This is the mail archive of the
gcc-patches@gcc.gnu.org
mailing list for the GCC project.
Re: automaton based scheduler documentation
- From: Vladimir Makarov <vmakarov at redhat dot com>
- To: Joern Rennecke <joern dot rennecke at superh dot com>
- Cc: gcc-patches at gcc dot gnu dot org
- Date: Wed, 14 Aug 2002 12:36:54 -0400
- Subject: Re: automaton based scheduler documentation
- References: <3D5A809E.62762A93@superh.com>
Joern Rennecke wrote:
>
> I find the documentation a bit hard to read. Does the
> appended patch retain the meaning you want to convey?
>
> --
> --------------------------
> SuperH
> 2430 Aztec West / Almondsbury / BRISTOL / BS32 4AQ
> T:+44 1454 462330
>
> ------------------------------------------------------------------------
> Index: md.texi
> ===================================================================
> RCS file: /cvs/gcc/gcc/gcc/doc/md.texi,v
> retrieving revision 1.46
> diff -p -u -r1.46 md.texi
> --- md.texi 3 Aug 2002 23:21:31 -0000 1.46
> +++ md.texi 14 Aug 2002 16:09:01 -0000
> @@ -5246,12 +5246,12 @@ branch is true, we might represent this
> @cindex RISC
> @cindex VLIW
>
> -To achieve better productivity most modern processors
> +To achieve better performance most modern processors
> (super-pipelined, superscalar @acronym{RISC}, and @acronym{VLIW}
> processors) have many @dfn{functional units} on which several
> instructions can be executed simultaneously.
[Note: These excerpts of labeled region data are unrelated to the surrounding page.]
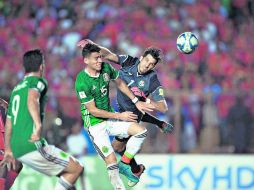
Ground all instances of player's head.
[23,49,45,76]
[139,47,161,74]
[82,43,102,71]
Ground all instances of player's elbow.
[161,107,168,113]
[159,105,168,113]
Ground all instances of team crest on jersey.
[79,91,86,99]
[102,146,109,153]
[159,88,164,96]
[138,80,145,87]
[103,73,109,82]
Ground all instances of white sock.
[107,163,125,190]
[126,129,147,156]
[54,176,74,190]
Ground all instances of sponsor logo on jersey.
[103,73,109,82]
[127,80,135,86]
[13,81,28,91]
[159,88,164,96]
[37,81,45,91]
[138,80,145,87]
[102,146,109,153]
[78,91,86,99]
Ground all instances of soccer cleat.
[160,122,174,134]
[128,164,146,187]
[118,161,139,183]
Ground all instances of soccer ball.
[176,32,198,54]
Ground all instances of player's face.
[139,54,156,74]
[84,52,102,71]
[39,60,45,77]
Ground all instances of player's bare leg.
[55,158,84,190]
[141,113,174,133]
[112,138,145,187]
[119,123,147,184]
[104,152,125,190]
[4,160,23,190]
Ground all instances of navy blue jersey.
[117,55,164,119]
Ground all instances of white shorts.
[17,145,71,176]
[86,119,133,159]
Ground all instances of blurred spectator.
[66,120,87,159]
[0,0,254,152]
[227,95,252,153]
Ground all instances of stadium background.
[0,0,254,190]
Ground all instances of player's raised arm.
[0,98,8,112]
[115,78,154,114]
[27,89,42,142]
[82,101,137,122]
[0,116,16,170]
[77,39,119,63]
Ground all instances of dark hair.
[23,49,43,73]
[143,47,162,64]
[82,43,101,57]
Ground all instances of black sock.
[141,113,164,128]
[118,149,140,173]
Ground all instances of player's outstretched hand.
[0,150,16,170]
[0,98,8,110]
[77,39,94,48]
[119,111,138,122]
[29,127,41,143]
[135,101,155,114]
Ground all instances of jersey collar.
[84,69,100,78]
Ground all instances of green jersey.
[75,63,119,127]
[7,76,48,158]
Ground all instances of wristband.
[131,97,138,104]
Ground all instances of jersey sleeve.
[6,95,12,119]
[117,55,138,67]
[29,78,48,94]
[75,79,94,104]
[149,73,165,102]
[108,64,119,80]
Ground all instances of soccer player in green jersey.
[77,39,173,187]
[75,44,154,189]
[0,49,83,190]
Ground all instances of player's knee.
[136,125,147,134]
[134,128,148,138]
[15,161,23,173]
[112,141,125,152]
[68,158,84,175]
[77,164,84,175]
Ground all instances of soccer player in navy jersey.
[77,39,173,186]
[0,98,23,190]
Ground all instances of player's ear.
[83,57,87,64]
[39,63,45,76]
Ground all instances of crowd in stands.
[0,0,254,153]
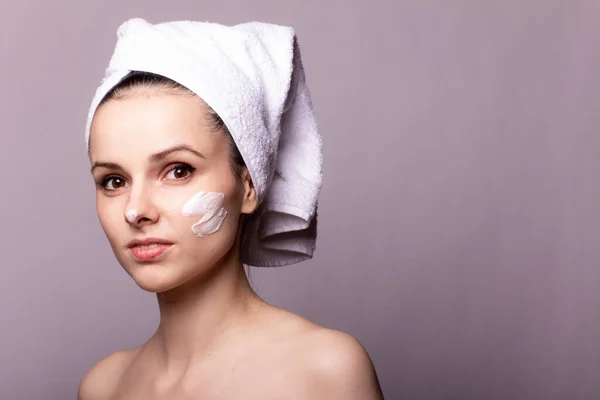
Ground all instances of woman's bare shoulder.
[78,347,140,400]
[262,311,383,400]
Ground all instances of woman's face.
[90,89,256,292]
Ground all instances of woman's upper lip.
[127,238,173,248]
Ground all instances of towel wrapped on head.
[86,18,323,267]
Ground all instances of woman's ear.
[240,168,258,214]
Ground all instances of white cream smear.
[181,192,227,237]
[125,210,137,223]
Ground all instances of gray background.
[0,0,600,400]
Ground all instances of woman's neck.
[151,248,263,375]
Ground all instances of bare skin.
[79,88,383,400]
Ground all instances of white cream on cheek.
[125,210,137,223]
[181,192,227,237]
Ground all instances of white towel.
[86,18,323,267]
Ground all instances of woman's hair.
[98,71,246,178]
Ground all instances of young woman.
[79,17,382,400]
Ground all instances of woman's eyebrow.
[90,161,122,173]
[90,144,206,173]
[148,144,206,163]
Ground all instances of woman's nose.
[123,188,159,227]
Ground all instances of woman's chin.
[127,265,185,293]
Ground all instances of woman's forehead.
[90,93,221,161]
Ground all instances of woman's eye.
[100,176,127,190]
[166,164,195,180]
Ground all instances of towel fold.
[86,18,323,267]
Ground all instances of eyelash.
[100,163,196,192]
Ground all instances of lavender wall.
[0,0,600,400]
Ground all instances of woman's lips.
[127,238,173,261]
[131,244,172,261]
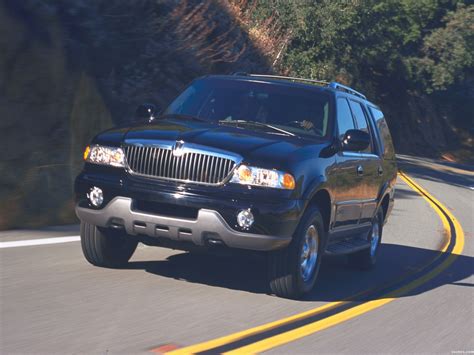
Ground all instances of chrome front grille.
[125,145,237,185]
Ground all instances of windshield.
[164,78,330,138]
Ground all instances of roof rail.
[232,72,367,100]
[247,74,329,85]
[328,81,367,100]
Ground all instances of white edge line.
[0,235,81,249]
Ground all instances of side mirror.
[342,129,370,152]
[135,104,158,122]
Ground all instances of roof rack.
[328,81,367,100]
[232,72,367,100]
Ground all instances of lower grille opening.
[134,200,199,219]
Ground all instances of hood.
[95,119,327,168]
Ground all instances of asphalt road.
[0,157,474,354]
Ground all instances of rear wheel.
[348,209,383,270]
[81,222,138,268]
[269,207,325,298]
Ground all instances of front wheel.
[269,207,325,299]
[81,222,138,268]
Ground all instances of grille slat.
[125,145,236,184]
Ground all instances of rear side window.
[369,106,395,159]
[337,98,355,139]
[350,100,374,153]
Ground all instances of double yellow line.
[167,173,464,355]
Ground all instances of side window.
[337,98,355,139]
[369,106,395,158]
[350,100,374,153]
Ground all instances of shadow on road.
[124,244,474,302]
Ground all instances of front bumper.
[76,196,291,251]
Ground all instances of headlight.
[84,145,125,167]
[230,165,295,190]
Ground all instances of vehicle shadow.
[123,244,474,302]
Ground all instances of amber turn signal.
[84,146,91,160]
[281,174,295,190]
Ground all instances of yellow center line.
[225,173,464,354]
[167,173,464,355]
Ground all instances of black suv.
[75,73,397,298]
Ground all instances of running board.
[326,238,370,255]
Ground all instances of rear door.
[349,99,384,224]
[333,97,364,232]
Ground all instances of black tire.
[81,222,138,268]
[268,206,326,299]
[348,208,384,270]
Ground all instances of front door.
[332,97,364,232]
[349,99,383,224]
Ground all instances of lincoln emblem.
[173,141,184,157]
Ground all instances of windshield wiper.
[160,113,210,123]
[219,120,296,137]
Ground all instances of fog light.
[237,208,255,229]
[87,186,104,207]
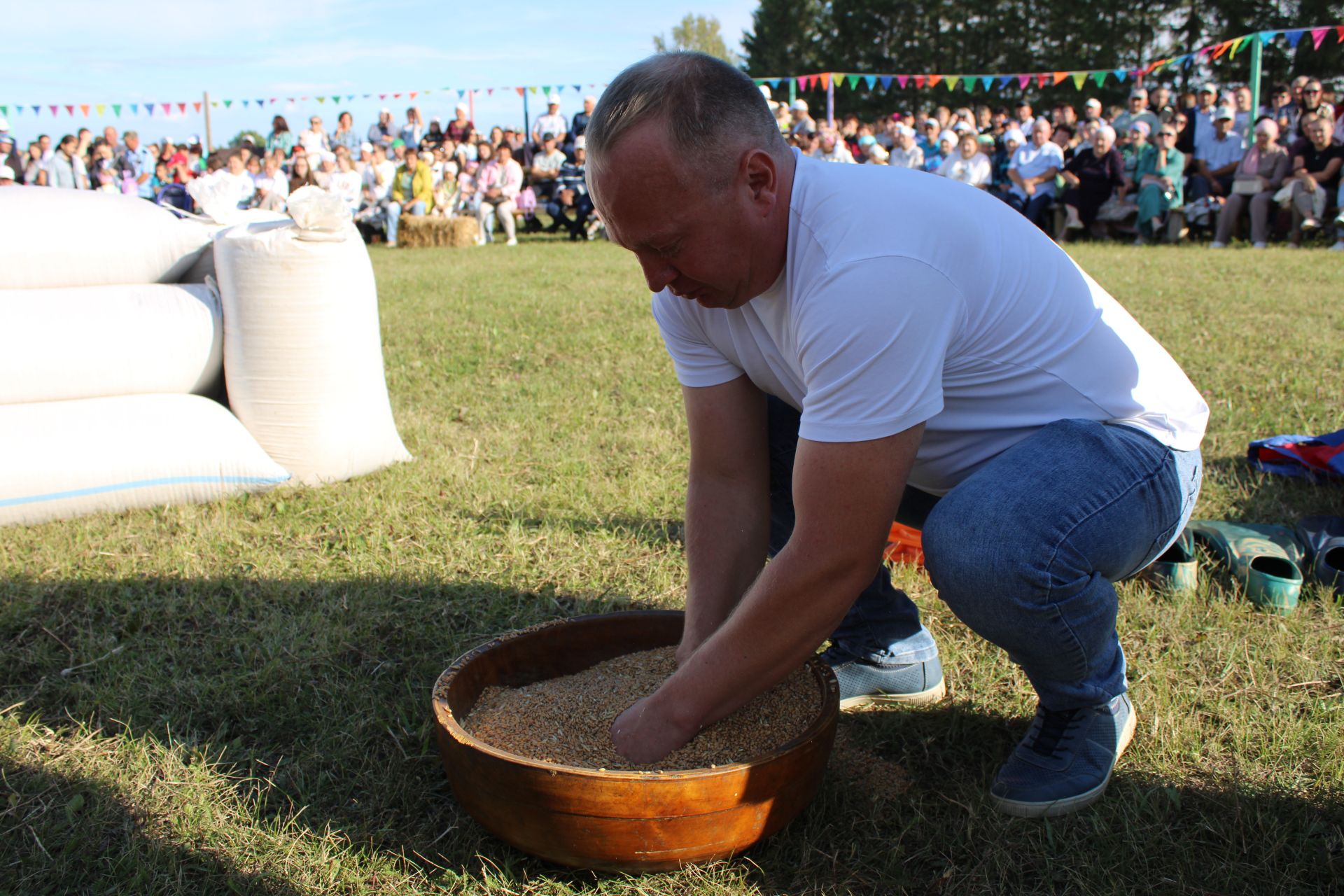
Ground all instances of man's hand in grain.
[612,696,695,766]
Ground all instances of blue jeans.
[770,399,1203,709]
[387,200,425,243]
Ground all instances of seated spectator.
[387,146,434,246]
[446,102,476,144]
[1063,125,1125,230]
[476,144,523,246]
[298,115,332,158]
[328,111,364,158]
[817,130,853,164]
[1118,121,1152,199]
[1188,106,1243,202]
[546,134,593,241]
[1110,88,1158,140]
[266,115,295,156]
[532,94,570,149]
[419,115,447,153]
[1134,124,1185,246]
[368,108,396,152]
[47,134,79,190]
[989,127,1027,202]
[938,130,993,190]
[888,125,923,171]
[1008,118,1065,232]
[1211,117,1293,248]
[22,140,46,187]
[526,130,566,206]
[324,152,360,216]
[398,106,425,148]
[923,127,957,174]
[1292,115,1344,246]
[289,153,317,192]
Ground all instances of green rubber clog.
[1297,516,1344,603]
[1186,520,1303,617]
[1144,529,1199,594]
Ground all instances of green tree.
[653,12,742,66]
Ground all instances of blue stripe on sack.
[0,475,292,507]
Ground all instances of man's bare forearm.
[682,470,770,649]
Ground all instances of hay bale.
[396,215,477,248]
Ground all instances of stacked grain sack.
[0,188,409,524]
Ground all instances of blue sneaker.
[989,693,1134,818]
[821,648,948,709]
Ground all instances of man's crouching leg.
[767,396,946,709]
[923,421,1200,817]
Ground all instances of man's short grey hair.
[584,51,789,191]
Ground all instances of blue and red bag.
[1246,430,1344,479]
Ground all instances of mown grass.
[0,241,1344,895]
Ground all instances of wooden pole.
[200,90,215,156]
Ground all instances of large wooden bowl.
[433,610,840,871]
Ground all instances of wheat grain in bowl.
[462,648,821,771]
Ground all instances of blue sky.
[0,0,757,145]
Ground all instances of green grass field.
[0,241,1344,896]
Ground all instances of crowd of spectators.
[0,95,601,246]
[761,76,1344,251]
[0,76,1344,251]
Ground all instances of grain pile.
[460,648,821,771]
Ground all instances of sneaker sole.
[840,680,948,709]
[989,698,1138,818]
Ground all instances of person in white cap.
[789,97,817,137]
[1185,106,1243,203]
[887,125,923,171]
[532,92,570,149]
[1110,88,1158,140]
[329,110,364,158]
[368,108,396,153]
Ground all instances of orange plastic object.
[882,523,923,568]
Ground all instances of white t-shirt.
[938,152,993,187]
[653,152,1208,494]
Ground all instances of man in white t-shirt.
[587,52,1208,816]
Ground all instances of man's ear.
[742,149,780,214]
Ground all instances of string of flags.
[755,25,1344,92]
[0,83,606,118]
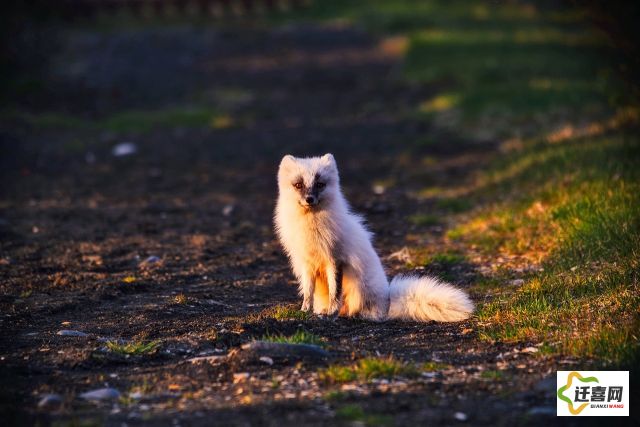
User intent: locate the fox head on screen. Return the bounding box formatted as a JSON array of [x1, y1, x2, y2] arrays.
[[278, 154, 340, 210]]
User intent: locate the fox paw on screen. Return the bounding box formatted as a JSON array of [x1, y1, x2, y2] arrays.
[[300, 300, 311, 311]]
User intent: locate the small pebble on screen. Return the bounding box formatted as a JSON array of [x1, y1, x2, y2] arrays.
[[233, 372, 250, 384], [80, 387, 120, 402], [222, 205, 233, 216], [260, 356, 273, 366], [453, 412, 469, 421], [527, 406, 558, 416], [38, 393, 62, 411], [111, 142, 138, 157], [140, 255, 160, 267], [56, 329, 89, 337]]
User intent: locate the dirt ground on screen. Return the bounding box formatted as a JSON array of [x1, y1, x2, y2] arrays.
[[0, 26, 612, 426]]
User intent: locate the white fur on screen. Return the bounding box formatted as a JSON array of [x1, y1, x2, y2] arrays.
[[275, 154, 473, 321]]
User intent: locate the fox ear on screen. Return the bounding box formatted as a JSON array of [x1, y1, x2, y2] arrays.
[[280, 154, 296, 169], [322, 153, 336, 166]]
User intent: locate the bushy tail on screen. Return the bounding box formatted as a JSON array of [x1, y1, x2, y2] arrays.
[[388, 275, 474, 322]]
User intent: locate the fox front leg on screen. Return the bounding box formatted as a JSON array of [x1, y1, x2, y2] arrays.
[[300, 273, 316, 311], [327, 264, 342, 315]]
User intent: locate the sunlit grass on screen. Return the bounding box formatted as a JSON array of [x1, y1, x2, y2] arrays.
[[265, 305, 311, 320], [460, 132, 640, 364], [320, 357, 420, 383], [106, 341, 160, 356], [261, 329, 326, 347]]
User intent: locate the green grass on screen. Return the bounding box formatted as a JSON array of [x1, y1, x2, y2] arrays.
[[423, 252, 466, 267], [269, 305, 311, 320], [261, 329, 326, 347], [106, 341, 160, 356], [283, 0, 640, 368], [336, 404, 393, 426], [464, 135, 640, 364], [409, 214, 442, 226], [480, 370, 505, 381], [320, 357, 422, 383]]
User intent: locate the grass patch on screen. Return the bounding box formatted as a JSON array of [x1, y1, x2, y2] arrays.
[[270, 305, 311, 320], [458, 135, 640, 364], [409, 214, 441, 227], [106, 341, 160, 356], [261, 329, 326, 347], [436, 198, 473, 213], [423, 251, 467, 267], [171, 294, 189, 305], [420, 361, 451, 372], [320, 357, 421, 383], [336, 404, 393, 426], [480, 370, 505, 381]]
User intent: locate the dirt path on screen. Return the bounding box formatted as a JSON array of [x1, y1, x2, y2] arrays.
[[0, 27, 584, 425]]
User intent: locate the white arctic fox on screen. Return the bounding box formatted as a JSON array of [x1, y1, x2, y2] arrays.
[[275, 154, 473, 322]]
An instruction starts
> execution if its issue conditions are satisfied. If not, the
> -instruction is interlocked until its conditions are satisfied. Such
> +instruction is stalled until its conditions are satisfied. Such
> @dfn{interlock (pipeline) delay} causes interruption of the fetching
> of successor instructions (or demands nop instructions, e.g. for some
> MIPS processors).
> @@ -5274,24 +5274,24 @@ of delay into account is complex especia
> processors.
>
> The task of exploiting more processor parallelism is solved by an
> -instruction scheduler. For better solution of this problem, the
> +instruction scheduler. For a better solution of this problem, the
> instruction scheduler has to have an adequate description of the
> processor parallelism (or @dfn{pipeline description}). Currently GCC
> has two ways to describe processor parallelism. The first one is old
> -and originated from instruction scheduler written by Michael Tiemann
> +and originated from the instruction scheduler written by Michael Tiemann
> and described in the first subsequent section. The second one was
> -created later. It is based on description of functional unit
> +created later. It is based on a description of functional unit
> reservations by processor instructions with the aid of @dfn{regular
> expressions}. This is so called @dfn{automaton based description}.
>
> -Gcc instruction scheduler uses a @dfn{pipeline hazard recognizer} to
> +The GCC instruction scheduler uses a @dfn{pipeline hazard recognizer} to
> figure out the possibility of the instruction issue by the processor
> -on given simulated processor cycle. The pipeline hazard recognizer is
> -a code generated from the processor pipeline description. The
> +on a given simulated processor cycle. The pipeline hazard recognizer is
> +automatically generated from the processor pipeline description. The
> pipeline hazard recognizer generated from the automaton based
> -description is more sophisticated and based on deterministic finite
> +description is more sophisticated and based on a deterministic finite
> state automaton (@acronym{DFA}) and therefore faster than one
> -generated from the old description. Also its speed is not depended on
> +generated from the old description. Also its speed is not dependent on
> processor complexity. The instruction issue is possible if there is
> a transition from one automaton state to another one.
>
> @@ -5450,7 +5450,7 @@ in the machine description file is not i
> The following optional construction describes names of automata
> generated and used for the pipeline hazards recognition. Sometimes
> the generated finite state automaton used by the pipeline hazard
> -recognizer is large. If we use more one automaton and bind functional
> +recognizer is large. If we use more than one automaton and bind functional
> units to the automata, the summary size of the automata usually is
> less than the size of the single automaton. If there is no one such
> construction, only one finite state automaton is generated.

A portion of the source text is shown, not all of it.